What is truly pathetic is your ridiculous relationship to your beloved mac and the overblown and exaggerated response to a non existant threat. Do you not realize how stupid you look getting so worked up over nothing? now wipe off the spittle off your overpriced apple cinema display (or is it a dell LOL?) and find a real problem to cry about. :D

bottled up anger? now that is more "LOL"-worthy than a Mac user using a Dell display!

And, no, the overpriced (which it was) Apple cinema wasn't right for me; I got a Sony 23" for way less. The Dell was even less I think, but I didn't hear about that deal until I already had my Sony. Anyway, that's beside the point.

I'm not the one walking into a forum I don't care about and flamebaiting. Why don't you just run back to your little sandbox and play with that shiny toy, Vista? You can even run 64 bit SynthEyes on it! I give you my word, I will not disturb you there, no matter how many times you try to ruffle feathers here.

"Nonexistent threat" is probably the most accurate two words you've typed in this entire thread. Neither the SynthEyes dev team getting their panties in a bunch over Apples decision nor you coming in here and flaimbating is much of a real threat to us Mac users. And for that matter, you b!tching about LW probably isn't a threat to NT's sales either.

I'm just trying to figure out why you started this thread. You're not here for a logical argument, clearly you know you won't convince anyone. I say you're flamebaiting and trolling, but you don't seem to agree to that either. So again, I ask, if not for any of the aforementioned reasons, why did you spend the time to start and follow this thread?

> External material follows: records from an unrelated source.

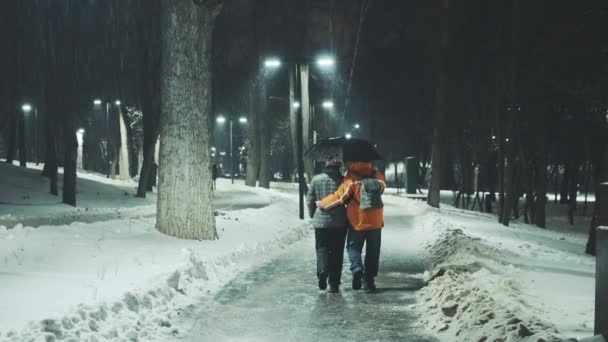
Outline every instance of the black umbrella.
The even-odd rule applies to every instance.
[[[311,146],[304,157],[312,160],[342,160],[371,162],[382,159],[376,147],[363,139],[345,137],[323,139]]]

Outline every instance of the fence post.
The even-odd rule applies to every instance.
[[[595,334],[608,338],[608,227],[597,227],[595,243]]]

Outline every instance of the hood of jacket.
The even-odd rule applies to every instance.
[[[328,175],[331,179],[336,180],[338,182],[342,182],[342,173],[340,172],[340,168],[337,167],[325,167],[323,169],[323,173]]]
[[[349,162],[347,167],[348,175],[357,179],[373,175],[373,166],[369,162]]]

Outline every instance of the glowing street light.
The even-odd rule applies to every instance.
[[[322,106],[325,109],[332,109],[334,108],[334,101],[323,101]]]
[[[29,103],[24,103],[23,106],[21,106],[21,110],[23,110],[24,113],[29,113],[32,111],[32,105]]]
[[[332,68],[335,64],[336,60],[330,56],[322,56],[317,59],[317,65],[323,69]]]
[[[264,66],[268,69],[276,69],[281,66],[281,60],[278,58],[268,58],[264,61]]]

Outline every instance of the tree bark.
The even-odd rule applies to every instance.
[[[221,2],[161,2],[160,165],[156,227],[217,239],[211,177],[211,52]]]
[[[445,0],[446,2],[449,0]],[[344,97],[344,108],[342,109],[342,115],[340,117],[340,122],[344,124],[344,120],[346,118],[346,111],[348,110],[348,105],[350,102],[350,93],[353,88],[353,78],[355,76],[355,66],[357,65],[357,56],[359,55],[359,45],[361,42],[361,31],[363,29],[363,23],[365,22],[365,18],[367,17],[367,12],[372,4],[372,0],[361,0],[359,7],[359,25],[357,26],[357,38],[355,40],[355,46],[353,48],[353,60],[350,64],[350,71],[348,73],[348,83],[346,85],[346,94]],[[446,5],[447,8],[447,5]],[[338,127],[339,129],[343,129],[343,127]]]
[[[76,132],[70,118],[66,118],[64,125],[64,159],[63,159],[63,198],[62,202],[76,206],[76,157],[78,143]]]
[[[119,178],[122,180],[131,179],[131,168],[129,162],[129,138],[127,133],[127,125],[122,113],[122,109],[118,108],[118,123],[120,125],[120,150],[119,150]]]
[[[435,113],[433,117],[433,142],[431,154],[431,184],[427,202],[431,207],[439,208],[439,200],[441,193],[441,157],[443,155],[443,133],[445,112],[447,109],[447,60],[449,48],[449,8],[450,0],[443,0],[442,20],[443,28],[441,30],[440,48],[438,56],[438,83],[435,92]]]
[[[296,103],[296,68],[289,68],[289,124],[291,128],[291,148],[293,151],[293,165],[298,165],[298,110]]]
[[[309,96],[309,78],[310,78],[310,67],[308,65],[300,66],[300,90],[301,90],[301,103],[300,105],[302,110],[302,136],[304,142],[304,151],[307,151],[311,146],[311,136],[310,136],[310,96]],[[308,181],[312,179],[314,174],[314,161],[305,159],[304,160],[304,170],[306,171],[306,177]]]
[[[247,130],[247,173],[245,174],[245,185],[255,187],[260,174],[260,136],[258,127],[260,125],[259,115],[254,106],[254,93],[256,84],[249,88],[249,128]]]
[[[270,145],[272,134],[270,133],[270,113],[268,113],[268,87],[266,82],[261,82],[258,89],[258,115],[259,115],[259,135],[260,135],[260,187],[270,188],[272,178]]]
[[[17,140],[19,142],[19,166],[26,167],[27,166],[27,148],[25,141],[25,114],[19,113],[17,115],[17,120],[19,121],[19,133],[17,133]]]

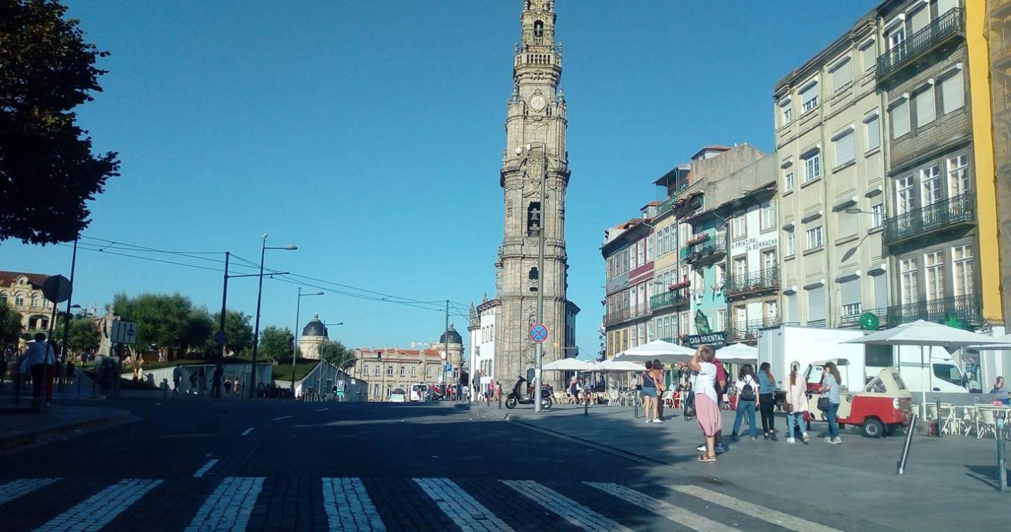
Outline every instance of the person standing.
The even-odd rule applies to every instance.
[[[772,376],[772,366],[768,362],[762,362],[758,366],[758,410],[761,412],[761,430],[765,433],[765,439],[771,438],[775,441],[775,417],[772,409],[775,408],[775,377]]]
[[[696,419],[699,428],[706,437],[706,450],[699,456],[701,462],[716,461],[716,437],[723,430],[723,418],[720,414],[720,404],[716,393],[717,370],[713,359],[716,352],[713,346],[704,344],[696,350],[695,356],[688,362],[688,368],[695,371],[695,405]]]
[[[834,362],[825,362],[824,375],[822,376],[821,392],[828,396],[828,411],[825,416],[828,418],[828,436],[825,443],[839,445],[842,438],[839,437],[839,391],[842,377],[839,375],[839,368]]]
[[[646,361],[646,370],[639,374],[642,380],[642,409],[646,414],[646,423],[654,423],[656,419],[656,381],[653,380],[653,362]]]
[[[790,363],[787,387],[787,443],[797,443],[795,429],[801,430],[804,443],[808,443],[808,426],[804,415],[808,412],[808,379],[801,372],[799,362]]]
[[[741,419],[748,417],[748,434],[751,441],[758,439],[758,427],[755,426],[755,406],[758,404],[758,381],[755,379],[754,366],[744,364],[737,374],[737,416],[734,417],[734,430],[730,437],[737,440],[737,431],[741,428]]]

well mike, if you want to use an extension to C, just like C++... you absolutely must Tell the compiler about it. you can't possibly expect C to respond to C++ language right? OBJ C is the same thing. You want the benefit, you Have to drink the kool aid. you need to link to the Libs, include the .h files, and do all of the other miscellaneous stuff in XCode, that is necessary in order to make OBJ C calls. Then by all means, make OBJC calls from C++, but you've made your C++ environment into an OBJC one... the hard way.

better to write your C/C++ code, with an eye for encapsulation. separate your code by task, interface and implementation. then, your app has legs and can go anywhere. need to go to the mac? just rewrite the UI, the implementation stays the same. This stuff is pretty standard, its not a mac only design principle, it benefits you on whatever platform you happen to be on. It just so happens that it makes working w/ cocoa and ObjC drastically easier than rewriting from scratch.

Ah... okay, this (and the other posts) clears up a lot. thanks!

And I've gotta completely agree with you about the code freebies. I nearly wet my pants reading about Core Data and all the freebies it give you (especially the free undo/redo). I mean, wow!

Lightwolf
10-17-2007, 04:04 PM
Neither the SynthEyes dev team getting their panties in a bunch over Apples decision...
Hey, don't pull Russ into this ;) Especially since there is no team, just one guy writing one app who needs to defend his decisions against his users.

And if something like the supposed 64bit support change for Leopard (which we don't seem to know for sure yet unless you're NDAed by Apple) messes with his development plans he surely has a reason to rant... at least a tiny bit ;)

Cheers,
Mike

loki74
10-17-2007, 06:04 PM
Hey, don't pull Russ into this ;) Especially since there is no team, just one guy writing one app who needs to defend his decisions against his users.

And if something like the supposed 64bit support change for Leopard (which we don't seem to know for sure yet unless you're NDAed by Apple) messes with his development plans he surely has a reason to rant... at least a tiny bit ;)

Cheers,
Mike

ohhhh, okay. I suppose that's true, so I'll retract the statement.